Jeanne : des concerts, des slams, des pogos, des bières renversées. Un énorme besoin de fête.

Marion : Deux expositions (celle d’Une forêt et une personnelle à la Mapraa) en train d’être reprogrammées. Je crois que j’ai aussi envie d’élaborer un/des projets plus collectifs autour de la photographie. J’avais pas mal levé le pied sur les concerts et les sorties avant le confinement… mais j’ai une grosse, grosse envie de reprendre le mix dans des teufs ou au Bootlegger ou n’importe où jusqu’à plus d’heure. Retrouver le vivant (et les odeurs d’aisselles mouillées).

Une petite playlist pour tenir l’automne-hiver et son couvre-feu ? conseils de lectures ou autre ?

Jeanne : les BD d’Alessandro Pignocchi, un chercheur en sciences cognitives inspiré par la pensée de Philippe Descola (l’opposition nature / culture comme construction occidentale) qui raconte des pinsons black block et la ZAD en aquarelle. L’art de perdre de Alice Zeniter. Sortir de notre impuissance politique de Geoffroy de Lagasnerie.

Et pour les oreilles, le podcast littéraire de Richard Gaitet, Bookmakers sur Arte Radio. Je n’ai pas fait de grandes découvertes musicales cette année. J’attends le retour du live avec impatience !

Marion : Côté musique : Rêvasser sur le magnifique album de musique taarab (Kenya) de Yaseen & Party, boucler sur la chaude voix soul de Celeste, se refaire tout Wire parce que Wire, notamment les séries d’EP Read & Burn qui donnent envie de tout casser, le dernier Meridian Brothers, le dernier Bambara, l’album hybride rock / funk / soul Untitled (Black is) de Sault, le beau projet d’Azurit Sun pour la partie locale, piano expé et minimal accompagné d’une édition photo.

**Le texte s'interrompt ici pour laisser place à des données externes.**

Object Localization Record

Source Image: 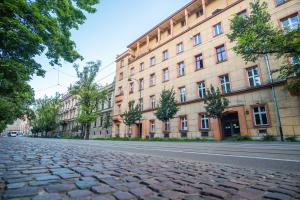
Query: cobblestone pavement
[0,138,300,200]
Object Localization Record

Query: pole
[264,54,284,142]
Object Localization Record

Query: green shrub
[285,136,297,142]
[262,135,276,141]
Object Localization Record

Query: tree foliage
[227,0,300,89]
[122,101,142,134]
[0,0,99,131]
[70,61,107,140]
[154,88,179,122]
[204,85,229,119]
[31,94,60,136]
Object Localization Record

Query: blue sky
[30,0,190,98]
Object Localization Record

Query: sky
[30,0,190,98]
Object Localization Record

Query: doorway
[221,112,241,138]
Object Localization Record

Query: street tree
[122,101,142,135]
[70,61,107,140]
[154,88,179,127]
[0,0,99,132]
[31,94,60,137]
[204,85,229,119]
[227,0,300,91]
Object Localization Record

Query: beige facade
[59,82,114,138]
[113,0,300,139]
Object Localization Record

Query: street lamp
[128,76,142,137]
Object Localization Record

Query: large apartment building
[59,82,115,138]
[113,0,300,139]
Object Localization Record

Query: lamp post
[128,76,142,137]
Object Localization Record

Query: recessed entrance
[221,112,241,138]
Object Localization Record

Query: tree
[122,101,142,137]
[154,88,179,127]
[0,0,99,131]
[31,94,60,137]
[204,85,229,119]
[70,61,107,140]
[227,0,300,90]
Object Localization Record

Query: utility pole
[264,54,284,142]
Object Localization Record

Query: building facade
[59,82,114,138]
[113,0,300,139]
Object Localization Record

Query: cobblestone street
[0,138,300,200]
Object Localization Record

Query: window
[164,121,171,131]
[163,68,169,81]
[179,87,186,102]
[176,42,183,53]
[216,44,227,63]
[200,114,209,129]
[129,82,134,93]
[213,22,223,36]
[119,86,123,95]
[280,14,299,30]
[119,72,123,81]
[194,33,201,46]
[163,50,169,60]
[195,53,203,70]
[275,0,286,5]
[253,106,268,126]
[130,67,134,76]
[219,74,230,93]
[150,95,155,109]
[139,78,144,90]
[178,62,185,76]
[150,120,155,133]
[150,56,156,66]
[198,81,205,99]
[247,66,261,87]
[180,116,188,131]
[237,10,247,17]
[140,63,145,71]
[150,74,155,87]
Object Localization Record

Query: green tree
[227,0,300,90]
[204,85,229,119]
[154,88,179,126]
[31,94,60,137]
[0,0,99,131]
[122,101,142,137]
[70,61,107,140]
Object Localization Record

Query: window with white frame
[213,22,223,36]
[180,116,188,131]
[179,87,186,102]
[200,114,209,129]
[194,33,201,45]
[253,106,269,126]
[163,68,169,81]
[163,50,169,60]
[150,56,156,66]
[140,62,145,71]
[198,81,205,98]
[150,73,155,86]
[150,120,155,133]
[176,42,183,53]
[150,95,155,109]
[195,53,203,70]
[216,45,227,63]
[178,62,185,76]
[139,78,144,90]
[247,66,261,87]
[280,14,300,30]
[219,74,231,93]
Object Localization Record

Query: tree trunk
[84,124,90,140]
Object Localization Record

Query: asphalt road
[29,139,300,172]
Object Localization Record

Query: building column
[201,0,206,17]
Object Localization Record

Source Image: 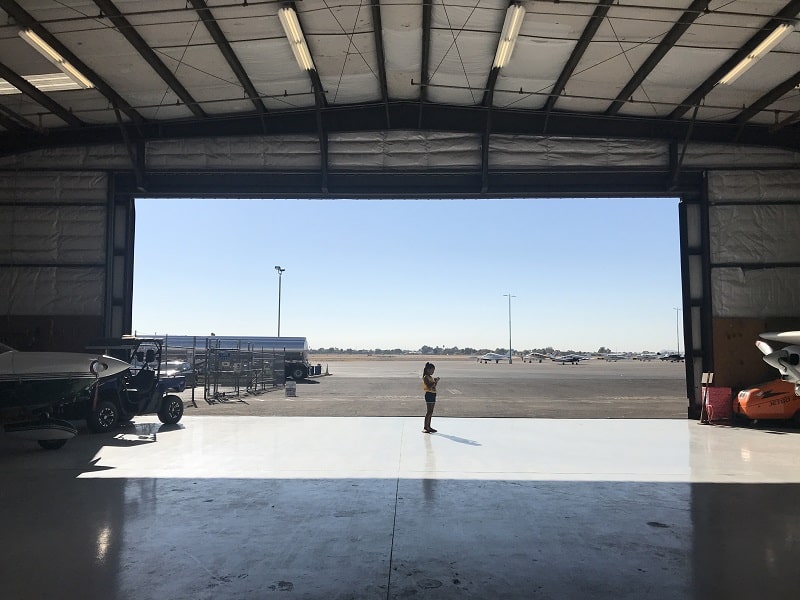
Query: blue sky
[133,198,683,351]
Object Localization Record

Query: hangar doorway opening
[133,198,686,418]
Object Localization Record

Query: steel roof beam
[669,0,800,119]
[0,104,38,131]
[0,63,86,127]
[94,0,206,119]
[0,0,144,123]
[371,0,390,127]
[544,0,615,111]
[0,101,800,154]
[605,0,709,115]
[735,71,800,123]
[190,0,267,114]
[419,0,433,124]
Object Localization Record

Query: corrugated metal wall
[0,172,108,350]
[708,170,800,389]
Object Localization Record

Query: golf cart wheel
[38,439,67,450]
[86,400,119,433]
[158,394,183,425]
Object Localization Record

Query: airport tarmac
[182,357,688,419]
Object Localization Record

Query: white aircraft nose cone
[89,359,108,375]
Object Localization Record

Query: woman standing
[422,363,439,433]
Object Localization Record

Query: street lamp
[503,293,516,364]
[275,265,286,337]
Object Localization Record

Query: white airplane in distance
[522,352,553,362]
[478,352,510,364]
[756,331,800,396]
[550,354,591,365]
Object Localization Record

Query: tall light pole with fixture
[275,265,286,337]
[503,293,516,364]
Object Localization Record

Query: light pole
[503,293,516,364]
[275,265,286,337]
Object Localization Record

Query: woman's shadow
[431,431,481,446]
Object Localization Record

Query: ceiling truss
[0,0,800,173]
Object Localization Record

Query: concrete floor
[0,416,800,600]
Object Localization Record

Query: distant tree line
[312,346,611,356]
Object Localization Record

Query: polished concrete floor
[0,416,800,600]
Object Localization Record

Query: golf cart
[81,336,186,433]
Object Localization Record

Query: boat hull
[4,419,78,442]
[0,351,130,411]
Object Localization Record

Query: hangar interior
[0,0,800,597]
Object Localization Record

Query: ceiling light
[492,4,525,69]
[19,29,94,89]
[0,73,83,96]
[719,23,794,85]
[278,6,314,71]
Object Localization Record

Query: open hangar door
[0,131,800,417]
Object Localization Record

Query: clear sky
[133,198,683,351]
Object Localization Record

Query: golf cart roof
[86,335,164,350]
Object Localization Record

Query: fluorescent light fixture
[0,73,83,96]
[278,6,314,71]
[492,4,525,69]
[719,23,794,85]
[19,29,94,89]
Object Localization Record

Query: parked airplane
[756,331,800,396]
[478,352,509,364]
[522,352,553,362]
[0,344,130,449]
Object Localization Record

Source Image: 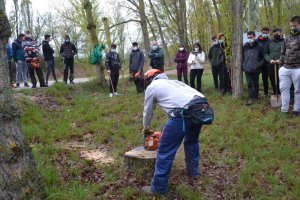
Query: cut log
[124,147,157,177]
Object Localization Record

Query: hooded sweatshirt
[143,74,204,127]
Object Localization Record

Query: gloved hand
[142,127,152,135]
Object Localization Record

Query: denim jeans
[151,117,202,194]
[16,60,28,83]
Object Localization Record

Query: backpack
[90,44,105,65]
[184,97,214,125]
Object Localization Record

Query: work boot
[246,99,253,106]
[292,111,299,117]
[142,186,154,195]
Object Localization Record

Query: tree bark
[148,0,171,65]
[138,0,150,66]
[212,0,223,33]
[204,1,215,42]
[230,0,243,98]
[83,0,107,87]
[0,0,45,200]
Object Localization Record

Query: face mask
[274,35,281,40]
[261,33,269,39]
[291,26,300,34]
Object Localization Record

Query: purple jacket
[175,49,189,69]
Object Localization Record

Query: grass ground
[16,74,300,200]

Côté fiction : je nommerais aussi Alice Zeniter avec “l’art de perdre” récit multi générationnel sur la guerre d’Algérie qui t’en apprend plus que tes maigres cours d’histoire sur le sujet ; “Et quelquefois j’ai comme une grande idée” de Ken Kesey petit chef d’œuvre sur un clan de bûcherons en Oregon, nature VS bordel humain, par l’auteur de Vol au dessus d’un nid de coucou.

Côté réflexion : les essais de Baptiste Morizot, philosophe et pisteur d’animaux. Le nécessaire “Se défendre” d’Elsa Dorlin sur une histoire de l’auto-défense politique.

Une BD : Acte de dieu de Giacomo Nani, dessin pointilliste hallucinant, parle du séisme de 2016 en Italie de manière assez méta, Humain VS Nature VS Chaos (merci à Coline pour la découverte !).